Thomas W. Hazlett is a professor of law and economics and serves as director of the Information Economy Project of the National Center for Technology and Law at the George Mason School of Law. He is also a columnist for the New Technology Policy Forum hosted by the Financial Times. Mr. Hazlett previously held faculty appointments at the University of California at Davis, Columbia University, and the Wharton School, and in 1991–92 served as chief economist of the Federal Communications Commission. He has published widely in academic and popular journals on the economics of the information sector, and has provided expert testimony to federal and state courts, regulatory agencies, committees of Congress, foreign governments, and international organizations. His book, Public Policy toward Cable Television, was coauthored with Matthew L. Spitzer (MIT Press, 1997).

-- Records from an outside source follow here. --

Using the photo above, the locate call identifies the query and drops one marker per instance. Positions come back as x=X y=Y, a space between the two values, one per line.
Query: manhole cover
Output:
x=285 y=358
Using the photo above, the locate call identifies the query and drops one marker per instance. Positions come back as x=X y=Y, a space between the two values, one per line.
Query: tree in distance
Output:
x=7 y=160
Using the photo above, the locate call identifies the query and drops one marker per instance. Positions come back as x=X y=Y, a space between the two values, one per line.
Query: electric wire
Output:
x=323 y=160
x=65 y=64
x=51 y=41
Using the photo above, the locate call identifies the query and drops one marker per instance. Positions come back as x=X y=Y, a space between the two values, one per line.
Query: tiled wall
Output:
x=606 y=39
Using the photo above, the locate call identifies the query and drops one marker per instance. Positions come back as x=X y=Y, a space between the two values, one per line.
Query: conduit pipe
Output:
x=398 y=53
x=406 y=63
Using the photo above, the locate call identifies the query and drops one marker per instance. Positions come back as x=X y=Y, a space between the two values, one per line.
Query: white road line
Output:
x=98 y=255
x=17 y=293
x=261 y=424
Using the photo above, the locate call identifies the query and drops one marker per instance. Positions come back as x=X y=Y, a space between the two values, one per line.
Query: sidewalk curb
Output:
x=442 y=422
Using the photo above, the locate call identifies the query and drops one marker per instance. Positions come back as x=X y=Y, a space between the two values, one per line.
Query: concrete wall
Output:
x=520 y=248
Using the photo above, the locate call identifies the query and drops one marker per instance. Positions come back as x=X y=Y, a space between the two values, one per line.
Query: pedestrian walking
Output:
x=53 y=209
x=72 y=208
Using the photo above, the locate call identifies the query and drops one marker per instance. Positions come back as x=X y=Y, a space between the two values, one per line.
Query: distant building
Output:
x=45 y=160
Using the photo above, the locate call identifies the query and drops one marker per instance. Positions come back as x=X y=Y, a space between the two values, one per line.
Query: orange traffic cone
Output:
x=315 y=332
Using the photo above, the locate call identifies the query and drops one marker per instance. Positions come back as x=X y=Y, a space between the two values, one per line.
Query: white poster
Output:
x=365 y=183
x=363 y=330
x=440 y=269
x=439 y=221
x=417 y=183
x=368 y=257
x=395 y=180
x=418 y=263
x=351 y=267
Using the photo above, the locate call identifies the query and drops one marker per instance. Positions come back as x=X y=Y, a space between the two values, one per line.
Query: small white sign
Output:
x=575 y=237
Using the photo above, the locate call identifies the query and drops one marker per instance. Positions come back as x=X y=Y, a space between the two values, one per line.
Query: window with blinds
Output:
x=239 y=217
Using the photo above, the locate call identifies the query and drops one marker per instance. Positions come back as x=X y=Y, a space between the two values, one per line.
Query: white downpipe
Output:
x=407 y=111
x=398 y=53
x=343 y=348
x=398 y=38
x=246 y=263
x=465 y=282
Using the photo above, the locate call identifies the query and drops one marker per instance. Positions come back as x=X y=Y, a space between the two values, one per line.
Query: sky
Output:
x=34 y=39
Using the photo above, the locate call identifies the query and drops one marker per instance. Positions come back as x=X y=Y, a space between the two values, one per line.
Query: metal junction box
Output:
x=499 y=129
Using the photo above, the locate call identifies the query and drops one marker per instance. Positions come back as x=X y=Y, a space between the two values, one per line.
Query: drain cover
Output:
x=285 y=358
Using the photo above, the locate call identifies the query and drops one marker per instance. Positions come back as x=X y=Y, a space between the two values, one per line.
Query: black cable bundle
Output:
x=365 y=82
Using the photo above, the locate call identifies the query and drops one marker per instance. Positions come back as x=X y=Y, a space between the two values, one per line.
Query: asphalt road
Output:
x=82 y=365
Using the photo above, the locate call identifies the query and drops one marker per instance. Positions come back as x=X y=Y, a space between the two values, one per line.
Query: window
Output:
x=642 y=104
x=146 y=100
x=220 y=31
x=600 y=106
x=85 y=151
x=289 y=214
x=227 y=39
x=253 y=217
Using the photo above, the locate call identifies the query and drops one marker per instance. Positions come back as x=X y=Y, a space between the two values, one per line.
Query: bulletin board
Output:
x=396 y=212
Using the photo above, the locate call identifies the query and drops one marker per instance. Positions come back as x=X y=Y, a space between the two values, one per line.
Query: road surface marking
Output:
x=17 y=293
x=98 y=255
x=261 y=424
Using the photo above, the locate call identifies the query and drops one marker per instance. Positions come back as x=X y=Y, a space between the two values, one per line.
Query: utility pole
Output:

George G. Kaufman is the John Smith Professor of Finance and Economics and the director of the Center for Financial and Policy Studies at Loyola University Chicago. Previously he was the John Rogers Professor of Banking at the University of Oregon and a research officer at the Federal Reserve Bank of Chicago, to which he still serves as a consultant. Mr. Kaufman was also a visiting professor at Stanford University, University of California at Berkeley, and Southern California University, and served as deputy to the assistant secretary for economic policy in the U.S. Treasury Department. He has published widely in journals and books and is the coeditor of the Journal of Financial Stability. He is a past president of the Western Finance Association, the Midwest Finance Association, and the North American Economics and Finance Association; a past director of the American Finance Association; a current director of the Western Economic Association; and a co-chair of the Shadow Financial Regulatory Committee.

Paul Teske is a professor of public affairs at the University of Colorado at Denver Health Sciences Center, director of the university’s Graduate School of Public Affairs Center for Education Policy Analysis, and director of the university’s PhD program in public affairs. From 1988–2003, he was a professor of political science at SUNY Stony Brook. Mr. Teske’s public policy research has centered on state and local education policy, regulatory policy, urban policy, and economic development policy. He has written six books, forty articles, and fifteen book chapters on these topics. His most recent book, Regulation in the States (Brookings Institution Press, 2004), is a comprehensive analysis of state regulatory policy. He also coauthored Deregulating Freight Transportation: Delivering the Goods for the AEI Press in 1995.

Peter J. Wallison joined AEI in January 1999 as a resident fellow and as co-director of AEI’s program on financial market deregulation. He previously practiced banking, corporate, and financial law at Gibson, Dunn & Crutcher in Washington, D.C., and New York. From June 1981 to January 1985, Mr. Wallison was general counsel of the United States Treasury Department, where he had a significant role in the development of the Reagan administration's proposals for deregulation in the financial services industry. He also served as general counsel to the Depository Institutions Deregulation Committee and participated in the Treasury Department's efforts to deal with the debt held by less developed countries. During 1986 and 1987, Mr. Wallison was White House counsel to President Ronald Reagan. Between 1972 and 1976, Mr. Wallison served first as special assistant to Governor Nelson A. Rockefeller and, subsequently, as counsel to Mr. Rockefeller when he was vice president of the United States.